Virus fears force Westwood out of USPGA

- By Derek Lawrenson GOLF CORRESPOND­ENT AT CLOSE HOUSE

LEE WESTWOOD has ruled out playing in the season’s first major in San Francisco next week — despite the Americans relaxing the 14-day coronaviru­s quarantine rule for sports stars.

The 47-year-old has only missed two of the last 23 editions of the USPGA Championsh­ip but cited the lax American response to the pandemic and his own discomfort playing under Covid-19 regulation­s for his decision.

The Englishman was the tournament host at the Betfred British Masters and presented the trophy to Renato Paratore at Close House yesterday.

The 23-year-old overcame the blustery conditions to complete his Roman conquest.

The Italian’s joy, though, was in stark contrast to Westwood’s own experience last week. He was full of praise for the European Tour’s strict adherence to pandemic protocols but confided he found it hard to adjust.

‘I’ve been playing 28 years on tour and I have to admit this has been a shock to the system,’ said Westwood, after closing with a woeful 79, featuring a quintuple bogey on a par 3. It’s just not the life I am used to. I go out on the golf course and I am struggling for motivation a little bit.’

Players eligible for the USPGA received an email on Friday evening saying that quarantine in the US had been dropped for competitor­s, caddies and ‘essential personnel’. But Westwood remained unmoved.

‘I still don’t feel comfortabl­e, and I don’t feel like it is right to jump on a plane for 12 hours,’ he said.

‘I have felt out of my comfort zone this week so I would feel uncomforta­ble playing tournament­s in America at the moment.

‘I’m also concerned that America doesn’t take it as seriously as the rest of the world.’

Westwood’s stirring form before the pandemic also earned him a place at the WGC event in Memphis starting on Thursday but, after a week off, he will play instead at Hanbury Manor in the English Championsh­ip — where he won the English Open in 1998. It’s certainly a move that shows there’s more to life than money.

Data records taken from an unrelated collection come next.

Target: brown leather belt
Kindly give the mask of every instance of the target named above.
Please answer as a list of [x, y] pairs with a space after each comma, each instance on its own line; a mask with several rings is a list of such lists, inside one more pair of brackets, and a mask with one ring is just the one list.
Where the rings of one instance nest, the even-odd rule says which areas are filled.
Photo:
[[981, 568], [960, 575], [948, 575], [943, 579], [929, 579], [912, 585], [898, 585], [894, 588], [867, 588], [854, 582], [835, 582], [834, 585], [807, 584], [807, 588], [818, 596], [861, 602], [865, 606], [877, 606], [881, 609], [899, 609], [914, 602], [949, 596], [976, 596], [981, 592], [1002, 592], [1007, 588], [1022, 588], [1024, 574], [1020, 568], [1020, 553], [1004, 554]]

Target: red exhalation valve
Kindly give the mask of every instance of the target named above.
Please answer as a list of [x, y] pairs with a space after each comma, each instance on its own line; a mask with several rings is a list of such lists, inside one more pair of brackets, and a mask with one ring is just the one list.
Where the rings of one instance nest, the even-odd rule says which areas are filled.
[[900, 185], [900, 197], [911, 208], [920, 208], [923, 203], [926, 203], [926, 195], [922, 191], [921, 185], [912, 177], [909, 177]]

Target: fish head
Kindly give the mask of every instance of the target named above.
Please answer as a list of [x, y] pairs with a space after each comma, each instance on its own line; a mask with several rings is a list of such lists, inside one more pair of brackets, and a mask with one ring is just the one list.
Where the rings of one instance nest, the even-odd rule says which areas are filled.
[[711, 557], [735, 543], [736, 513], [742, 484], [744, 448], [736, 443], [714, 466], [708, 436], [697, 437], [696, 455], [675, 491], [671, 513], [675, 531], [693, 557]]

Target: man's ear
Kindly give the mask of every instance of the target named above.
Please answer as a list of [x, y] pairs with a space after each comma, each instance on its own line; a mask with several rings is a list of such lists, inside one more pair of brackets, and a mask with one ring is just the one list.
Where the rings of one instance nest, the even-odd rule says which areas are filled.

The two events in America offer combined prize funds of £20million, with guaranteed money at the no-cut WGC.

The English Championsh­ip has total prize money of £900,000. As for Paratore, given the strong wind protecting the course, there was never much chance of him becoming the first European for 25 years to win an event while bogey-free for 72 holes. Jesper Parnevik was the last player to manage it — at the 1995 Scandinavi­an Masters.

As it happens, he had two bogeys in three holes from the 9th, but showed plenty of nerve and craft otherwise to claim his second tour title after a final round 69 for a comfortabl­e three-shot triumph.

Exciting Dane Rasmus Hojgaard, just 19, finished second with a trio of Englishmen sharing fourth spot — Andy Sullivan, Robert Rock and Dale Whitnell, the 31-year-old from Essex whose days as a courier driver to make ends meet are now surely behind him after a gutsy performanc­e.